A couple months later, the Light Phone became my weekend phone. If my SIM card was still in my iPhone by Friday evening, I moved it back to the Light Phone. Over a few weeks, the Light Phone’s weekend time bled into the week.

Then at some point the Light Phone became my full-time phone. By then it happened without friction or fanfare.

The loss of iMessage has been difficult because photos sent over iMessage are full quality, while photos sent over text message are heavily compressed. I always want the highest possible quality images, especially photos of my family. I already have to ask Android users (whose messages are sent to iPhones as SMS text messages) to email me their photos, but now I have to ask that of everybody. I would like a better photo-sharing solution for that because nobody wants to be asked to send an email in the middle of a party, but that’s a project for another time.

Other than the loss of some conveniences, it’s been great. I really needed this. These days I don’t have the brain space to deal with all the things my smartphone would like me to do. The reduced mental load from switching to the Light Phone outweighs any features that I’ve lost.

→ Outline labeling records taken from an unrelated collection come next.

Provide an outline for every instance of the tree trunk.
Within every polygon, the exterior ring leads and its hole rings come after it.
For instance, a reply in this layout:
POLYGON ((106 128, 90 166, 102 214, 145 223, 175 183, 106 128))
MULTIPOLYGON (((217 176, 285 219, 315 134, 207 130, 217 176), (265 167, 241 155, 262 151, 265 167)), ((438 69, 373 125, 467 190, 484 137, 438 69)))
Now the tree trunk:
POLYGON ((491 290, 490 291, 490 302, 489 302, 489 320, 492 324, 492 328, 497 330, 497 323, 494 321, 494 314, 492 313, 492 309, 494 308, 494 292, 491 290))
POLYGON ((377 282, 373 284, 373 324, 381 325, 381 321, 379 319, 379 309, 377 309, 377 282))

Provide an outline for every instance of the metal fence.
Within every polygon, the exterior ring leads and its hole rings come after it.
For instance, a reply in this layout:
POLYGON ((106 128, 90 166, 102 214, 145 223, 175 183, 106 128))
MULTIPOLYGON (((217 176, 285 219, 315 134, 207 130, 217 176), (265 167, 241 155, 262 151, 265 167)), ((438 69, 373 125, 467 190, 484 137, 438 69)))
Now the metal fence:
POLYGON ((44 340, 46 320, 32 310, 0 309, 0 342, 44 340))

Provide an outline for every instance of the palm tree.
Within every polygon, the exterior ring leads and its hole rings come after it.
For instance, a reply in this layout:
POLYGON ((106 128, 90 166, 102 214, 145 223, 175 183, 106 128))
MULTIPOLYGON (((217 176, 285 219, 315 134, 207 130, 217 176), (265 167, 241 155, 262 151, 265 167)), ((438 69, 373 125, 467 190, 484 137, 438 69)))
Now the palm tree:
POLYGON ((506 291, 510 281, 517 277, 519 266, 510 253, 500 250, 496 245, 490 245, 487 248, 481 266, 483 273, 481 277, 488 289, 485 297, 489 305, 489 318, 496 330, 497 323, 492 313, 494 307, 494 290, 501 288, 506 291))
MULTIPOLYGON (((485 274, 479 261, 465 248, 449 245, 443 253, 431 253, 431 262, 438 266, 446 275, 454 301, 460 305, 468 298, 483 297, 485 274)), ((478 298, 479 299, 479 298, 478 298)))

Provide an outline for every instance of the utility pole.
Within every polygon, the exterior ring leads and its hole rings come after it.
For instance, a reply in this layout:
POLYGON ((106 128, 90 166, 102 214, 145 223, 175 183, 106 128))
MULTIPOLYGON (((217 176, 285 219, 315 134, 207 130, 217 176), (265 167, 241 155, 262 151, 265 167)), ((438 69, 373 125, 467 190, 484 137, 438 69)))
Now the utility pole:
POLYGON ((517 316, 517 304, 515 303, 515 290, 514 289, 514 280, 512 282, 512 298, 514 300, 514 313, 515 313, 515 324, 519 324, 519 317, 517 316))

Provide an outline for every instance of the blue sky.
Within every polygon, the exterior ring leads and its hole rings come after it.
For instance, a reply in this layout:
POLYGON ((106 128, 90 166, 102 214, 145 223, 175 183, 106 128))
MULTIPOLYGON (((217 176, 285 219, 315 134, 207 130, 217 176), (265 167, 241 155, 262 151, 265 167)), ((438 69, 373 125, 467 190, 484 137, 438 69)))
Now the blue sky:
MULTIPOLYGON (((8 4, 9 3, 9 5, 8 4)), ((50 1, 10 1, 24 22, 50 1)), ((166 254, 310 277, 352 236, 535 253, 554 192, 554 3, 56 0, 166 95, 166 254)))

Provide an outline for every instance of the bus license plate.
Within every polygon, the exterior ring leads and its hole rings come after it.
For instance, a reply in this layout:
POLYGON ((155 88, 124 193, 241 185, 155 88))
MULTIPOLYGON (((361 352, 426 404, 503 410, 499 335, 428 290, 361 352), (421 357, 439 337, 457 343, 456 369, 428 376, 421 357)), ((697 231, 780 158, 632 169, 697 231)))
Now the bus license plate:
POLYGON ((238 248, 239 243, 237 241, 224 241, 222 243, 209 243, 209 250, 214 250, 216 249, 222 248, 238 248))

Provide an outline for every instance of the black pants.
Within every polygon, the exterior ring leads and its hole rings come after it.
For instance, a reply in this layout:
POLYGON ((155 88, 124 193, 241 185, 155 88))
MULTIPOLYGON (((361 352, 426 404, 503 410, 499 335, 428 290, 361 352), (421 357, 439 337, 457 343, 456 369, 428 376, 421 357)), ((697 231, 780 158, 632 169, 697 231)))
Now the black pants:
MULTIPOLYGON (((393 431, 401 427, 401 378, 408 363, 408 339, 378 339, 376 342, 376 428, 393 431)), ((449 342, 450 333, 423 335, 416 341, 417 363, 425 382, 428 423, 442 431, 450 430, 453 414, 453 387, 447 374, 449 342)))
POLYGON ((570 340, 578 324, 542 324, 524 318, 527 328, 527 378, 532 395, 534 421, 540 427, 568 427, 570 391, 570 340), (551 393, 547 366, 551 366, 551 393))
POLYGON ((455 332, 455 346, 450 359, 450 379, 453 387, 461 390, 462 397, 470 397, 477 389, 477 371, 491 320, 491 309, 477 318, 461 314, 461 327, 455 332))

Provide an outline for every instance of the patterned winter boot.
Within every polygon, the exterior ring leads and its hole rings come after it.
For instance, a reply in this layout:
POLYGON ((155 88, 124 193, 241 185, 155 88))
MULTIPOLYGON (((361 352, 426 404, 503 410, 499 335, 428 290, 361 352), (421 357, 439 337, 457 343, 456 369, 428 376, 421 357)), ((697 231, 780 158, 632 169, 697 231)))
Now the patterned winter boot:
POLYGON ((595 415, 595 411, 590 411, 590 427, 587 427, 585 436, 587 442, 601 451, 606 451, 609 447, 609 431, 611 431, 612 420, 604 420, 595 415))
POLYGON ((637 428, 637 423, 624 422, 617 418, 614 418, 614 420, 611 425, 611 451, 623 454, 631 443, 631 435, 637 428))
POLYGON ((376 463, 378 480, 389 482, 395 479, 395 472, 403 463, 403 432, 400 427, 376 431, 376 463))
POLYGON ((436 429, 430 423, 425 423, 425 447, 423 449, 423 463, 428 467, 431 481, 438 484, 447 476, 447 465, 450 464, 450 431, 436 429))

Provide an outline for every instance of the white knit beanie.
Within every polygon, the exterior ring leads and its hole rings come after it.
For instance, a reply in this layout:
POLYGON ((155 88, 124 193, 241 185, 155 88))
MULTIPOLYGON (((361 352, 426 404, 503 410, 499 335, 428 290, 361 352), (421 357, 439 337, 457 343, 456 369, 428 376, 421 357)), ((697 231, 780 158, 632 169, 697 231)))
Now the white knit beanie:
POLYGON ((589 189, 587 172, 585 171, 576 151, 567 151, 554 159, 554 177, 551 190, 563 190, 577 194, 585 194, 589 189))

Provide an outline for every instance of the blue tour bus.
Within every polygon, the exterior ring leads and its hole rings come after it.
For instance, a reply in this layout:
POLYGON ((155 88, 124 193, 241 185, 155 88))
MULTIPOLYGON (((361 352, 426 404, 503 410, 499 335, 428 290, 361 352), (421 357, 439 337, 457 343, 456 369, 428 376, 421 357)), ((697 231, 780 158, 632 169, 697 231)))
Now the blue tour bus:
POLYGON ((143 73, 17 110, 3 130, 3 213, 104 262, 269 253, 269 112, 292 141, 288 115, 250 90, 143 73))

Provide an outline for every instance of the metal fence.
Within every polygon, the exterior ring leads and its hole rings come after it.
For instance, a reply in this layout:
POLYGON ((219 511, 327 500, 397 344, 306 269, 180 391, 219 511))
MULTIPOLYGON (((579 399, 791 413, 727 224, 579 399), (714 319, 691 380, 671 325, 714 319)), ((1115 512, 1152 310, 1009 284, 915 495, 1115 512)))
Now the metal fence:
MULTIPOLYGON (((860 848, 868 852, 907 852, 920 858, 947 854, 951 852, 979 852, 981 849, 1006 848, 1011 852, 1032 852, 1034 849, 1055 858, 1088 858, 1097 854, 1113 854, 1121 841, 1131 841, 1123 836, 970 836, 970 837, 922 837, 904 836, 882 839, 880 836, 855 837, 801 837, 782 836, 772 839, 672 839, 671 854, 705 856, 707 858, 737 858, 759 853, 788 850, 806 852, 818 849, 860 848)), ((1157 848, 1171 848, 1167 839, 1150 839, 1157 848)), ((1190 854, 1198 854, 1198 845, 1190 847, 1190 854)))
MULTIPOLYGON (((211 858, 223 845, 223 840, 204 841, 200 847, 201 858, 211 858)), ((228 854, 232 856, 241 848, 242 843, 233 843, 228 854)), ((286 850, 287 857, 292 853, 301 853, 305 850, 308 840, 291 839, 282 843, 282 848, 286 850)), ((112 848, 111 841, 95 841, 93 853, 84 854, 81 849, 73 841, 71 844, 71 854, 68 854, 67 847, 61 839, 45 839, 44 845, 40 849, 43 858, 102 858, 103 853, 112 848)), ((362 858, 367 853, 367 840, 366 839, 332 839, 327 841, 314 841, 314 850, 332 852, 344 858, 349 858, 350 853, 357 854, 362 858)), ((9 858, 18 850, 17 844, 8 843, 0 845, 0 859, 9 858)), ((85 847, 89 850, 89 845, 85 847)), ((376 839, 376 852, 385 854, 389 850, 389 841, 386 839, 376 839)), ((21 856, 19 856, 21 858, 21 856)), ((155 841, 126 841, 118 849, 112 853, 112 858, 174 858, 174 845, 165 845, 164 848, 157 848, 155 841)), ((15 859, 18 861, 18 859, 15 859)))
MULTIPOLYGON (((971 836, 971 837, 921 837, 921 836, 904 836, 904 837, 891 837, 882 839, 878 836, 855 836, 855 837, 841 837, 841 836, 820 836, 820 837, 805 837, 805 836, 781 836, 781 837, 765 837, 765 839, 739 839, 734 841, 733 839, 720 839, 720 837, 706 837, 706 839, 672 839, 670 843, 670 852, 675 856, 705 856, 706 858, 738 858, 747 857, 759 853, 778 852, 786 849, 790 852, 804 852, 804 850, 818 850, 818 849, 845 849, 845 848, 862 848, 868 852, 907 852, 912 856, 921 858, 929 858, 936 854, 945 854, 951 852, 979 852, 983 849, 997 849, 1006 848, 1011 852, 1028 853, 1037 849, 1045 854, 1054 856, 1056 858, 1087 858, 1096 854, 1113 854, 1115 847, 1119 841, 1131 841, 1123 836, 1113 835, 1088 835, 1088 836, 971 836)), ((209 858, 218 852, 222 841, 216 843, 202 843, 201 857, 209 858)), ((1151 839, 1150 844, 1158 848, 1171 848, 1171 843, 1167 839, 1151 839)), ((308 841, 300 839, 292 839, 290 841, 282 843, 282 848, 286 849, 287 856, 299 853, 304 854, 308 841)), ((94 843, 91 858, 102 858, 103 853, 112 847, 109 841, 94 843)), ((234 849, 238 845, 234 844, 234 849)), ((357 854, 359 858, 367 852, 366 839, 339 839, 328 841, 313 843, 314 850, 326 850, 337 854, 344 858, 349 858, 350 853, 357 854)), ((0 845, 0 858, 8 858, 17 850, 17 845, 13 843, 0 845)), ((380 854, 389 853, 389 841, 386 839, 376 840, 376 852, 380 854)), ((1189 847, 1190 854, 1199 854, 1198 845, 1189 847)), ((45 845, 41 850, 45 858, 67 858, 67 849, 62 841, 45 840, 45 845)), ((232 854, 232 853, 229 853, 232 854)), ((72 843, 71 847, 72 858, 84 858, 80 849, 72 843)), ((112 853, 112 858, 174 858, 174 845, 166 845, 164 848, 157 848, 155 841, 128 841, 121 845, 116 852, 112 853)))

Freeing up some brain space is a big deal for me as a parent of a toddler, where there are already so many reasons to feel impatient and frustrated. Like when I’m struggling to get my kid to leave the playground, or to stop throwing things, or to get ready for sleep. It’s easier to practice patience when there isn’t a bunch of “important” stuff I could be doing in my pocket. I would handle a lot of situations worse if I was also half-doing a bunch of stuff on my phone.

What sealed the deal for me was seeing how my kid reacts to the Light Phone. Normally if she spies any screen or smartphone, she hunts it down and messes around looking for stimuli. But with my Light Phone, she just picks it up and hands it to me because she knows it’s mine. She has no interest in it. I think a lot about the difference in her reactions. It really solidifies the idea that something about smartphones are attractive at a basic level, that both full-grown adults and toddlers are susceptible to its charms.

Whether to use a smartphone usually doesn’t feel like a choice at all. I’m grateful that the Light Phone exists to let me experiment and decide for myself. For most of the year I had the choice between a lifestyle with a smartphone or the Light Phone. I chose the Light Phone more and more often until it became my default. After this last year, I don’t see myself carrying a smartphone full time ever again.

I like the Light Phone for how well it works at its intended purpose, but I love it for what it represents. It demonstrates a happy medium where a technology product can provide utility without stoking my worst and most addictive impulses. That makes it my favorite tech thing of 2024.